NAME

Data::Sah::Manual::Developer - Data::Sah developer information

VERSION

This document describes version 0.916 of Data::Sah::Manual::Developer (from Perl distribution Data-Sah), released on 2024-02-16.

OVERVIEW

PERL CODE GENERATION

This section will describe how the schema is converted into Perl code.

From each clause, an equivalent Perl expression will be generated (except for a few special clauses). The expression will return true/false depending on whether data passes the clause. For example, in the schema:

["int", min=>1, max=>10]

the clause min=>1 will be translated into something like:

$data >= 1

and the clause max=>10 will be translated into something like:

$data <= 10

For the type itself (int) we will generate a Perl expression for type checking:

Scalar::Util::Numeric::isint($data)

These Perl expressions are then ordered and combined into a single one. The order follows the priorities specified by the Sah specification, as each clause has its priority (the lower the number, the higher the priority). The min and max clauses are "regular" type constraint clauses so they each have a priority of 50. There is a special clause req (unspecified here, the default is 0) which have a high priority of 3, which is even higher than the type check. The req clause, if given the value of 1/true will require data to be defined. On the other hand, if req is false then if data is undefined then all the other constraint clauses will be skipped (so undef will pass the schema).

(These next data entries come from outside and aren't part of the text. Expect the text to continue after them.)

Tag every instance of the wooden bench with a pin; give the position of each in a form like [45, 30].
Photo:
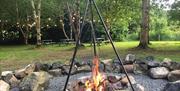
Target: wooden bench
[47, 42]
[67, 41]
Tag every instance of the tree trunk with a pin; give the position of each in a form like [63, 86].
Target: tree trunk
[77, 21]
[71, 22]
[37, 18]
[62, 24]
[144, 35]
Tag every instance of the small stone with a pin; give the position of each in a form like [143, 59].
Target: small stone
[166, 63]
[130, 58]
[129, 68]
[5, 73]
[4, 86]
[174, 75]
[107, 61]
[36, 81]
[84, 68]
[65, 69]
[159, 72]
[149, 58]
[55, 72]
[41, 67]
[15, 89]
[125, 81]
[11, 80]
[112, 79]
[140, 68]
[172, 86]
[175, 66]
[24, 72]
[137, 87]
[153, 64]
[56, 65]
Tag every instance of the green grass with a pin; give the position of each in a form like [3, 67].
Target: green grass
[14, 57]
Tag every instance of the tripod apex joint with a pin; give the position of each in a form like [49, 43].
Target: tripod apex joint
[90, 3]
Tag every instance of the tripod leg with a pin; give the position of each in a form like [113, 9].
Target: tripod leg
[111, 41]
[76, 47]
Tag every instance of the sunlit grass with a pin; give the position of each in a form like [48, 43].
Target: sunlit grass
[13, 57]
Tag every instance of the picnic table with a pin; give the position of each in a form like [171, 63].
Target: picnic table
[47, 42]
[100, 41]
[67, 41]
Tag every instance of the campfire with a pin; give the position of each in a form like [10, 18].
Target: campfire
[97, 80]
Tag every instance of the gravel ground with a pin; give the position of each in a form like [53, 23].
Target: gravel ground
[57, 83]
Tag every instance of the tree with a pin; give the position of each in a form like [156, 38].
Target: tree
[36, 5]
[174, 13]
[144, 34]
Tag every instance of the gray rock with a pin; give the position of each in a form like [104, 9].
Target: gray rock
[65, 69]
[130, 58]
[106, 65]
[140, 68]
[11, 80]
[84, 68]
[5, 73]
[56, 65]
[174, 75]
[137, 87]
[107, 61]
[124, 80]
[166, 62]
[129, 68]
[158, 72]
[55, 72]
[153, 64]
[37, 81]
[4, 86]
[15, 89]
[174, 66]
[172, 86]
[149, 58]
[41, 67]
[25, 71]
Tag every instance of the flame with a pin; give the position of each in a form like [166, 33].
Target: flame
[96, 83]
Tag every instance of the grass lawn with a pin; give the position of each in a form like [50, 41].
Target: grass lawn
[14, 57]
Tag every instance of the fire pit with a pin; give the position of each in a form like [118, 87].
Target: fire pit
[99, 81]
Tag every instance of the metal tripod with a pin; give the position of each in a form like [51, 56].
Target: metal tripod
[91, 3]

After the ordering, the type constraint expressions are joined using the Perl operator && to be able to shortcut after the first failure. The final Perl expression becomes:

(!defined($data) ? 1 :
    (Scalar::Util::Numeric::isnt($data) &&
    ($data >= 1) &&
    ($data <= 10))
)

Default value

The default clause is another special clause that has a high priority, evaluated before req, type check, or the other constraint clauses.

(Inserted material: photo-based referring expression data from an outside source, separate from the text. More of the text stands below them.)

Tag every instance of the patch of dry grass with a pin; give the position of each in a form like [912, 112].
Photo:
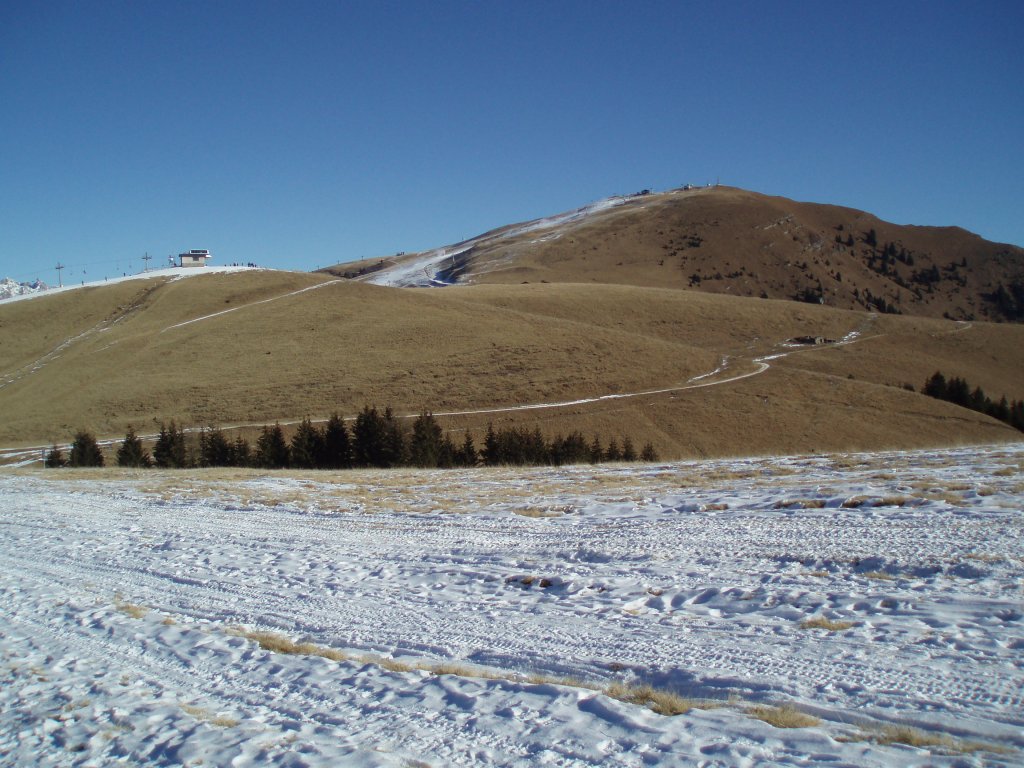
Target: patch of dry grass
[207, 717]
[660, 701]
[800, 504]
[131, 609]
[279, 643]
[922, 739]
[785, 716]
[820, 623]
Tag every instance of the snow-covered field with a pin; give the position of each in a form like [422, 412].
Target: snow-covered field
[478, 617]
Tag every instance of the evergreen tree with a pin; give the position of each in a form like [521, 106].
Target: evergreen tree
[368, 438]
[271, 450]
[613, 454]
[85, 451]
[448, 454]
[307, 446]
[241, 453]
[214, 450]
[395, 445]
[337, 446]
[425, 446]
[54, 458]
[492, 454]
[466, 455]
[629, 453]
[169, 453]
[131, 453]
[936, 386]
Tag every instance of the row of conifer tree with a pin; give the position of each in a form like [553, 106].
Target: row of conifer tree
[958, 391]
[376, 439]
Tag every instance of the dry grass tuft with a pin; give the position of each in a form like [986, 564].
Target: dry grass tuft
[278, 643]
[786, 716]
[904, 734]
[820, 623]
[207, 717]
[660, 701]
[538, 512]
[131, 609]
[801, 504]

["int", min=>1, max=>10, default=>1]

The default clause will be translated into this Perl expression:

(($data //= 1), 1)

What the above expression does is evaluate the argument to the left of the comma operator (assigning default value to data) then evaluate the argument to the right of the comma, then return that value. So the effect is the above expression will always return true, even though the default value given in the schema might be false Perl-wise, like "" or 0.

So the final expression will become:

(($data //= 1), 1) &&
(!defined($data) ? 1 :
    (Scalar::Util::Numeric::isnt($data) &&
    ($data >= 1) &&
    ($data <= 10))
)

Required value (req=>1)

What if req is true?

["int*", min=>1, max=>10] # a.k.a. ["int", req=>1, min=>1, max=>10]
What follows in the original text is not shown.